Between January and February Mr D withdrew his engagement with Housing and refused daily calls from the Warden. He also refused to engage with the Gateshead Recovery Partnership for support with his alcohol dependency and withdrew consent for the installation of the monitored smoke alarm in the bedroom.

Further safeguarding meetings were held to discuss the ongoing and increasing concerns from partners, particularly the high fire risk. Partners worked together to re-engage Mr D and because of hard work and persistence from all partners the misting system and smoke alarm were installed.

A further fire incident has occurred in Mr Ds home, however the heat detector activated causing the misting system to deploy preventing both serious damage to the property but most importantly injury to the occupier.

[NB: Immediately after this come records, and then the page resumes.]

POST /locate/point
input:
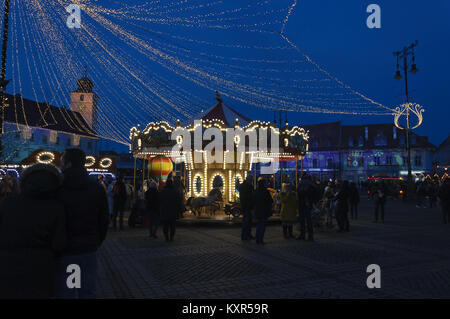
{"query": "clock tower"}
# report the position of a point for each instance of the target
(84, 101)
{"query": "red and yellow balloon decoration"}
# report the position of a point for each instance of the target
(160, 167)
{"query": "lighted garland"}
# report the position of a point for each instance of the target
(49, 61)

This case study shows how a high risk and vulnerable occupier can be protected by partner agencies working towards a common goal. Working together with determination and drive. This is an excellent example of partnership working by multiple partners to achieve a positive outcome and highlights potential best practice moving forward. Following this latest incident Mr D is currently engaging with his social worker and other partner agencies.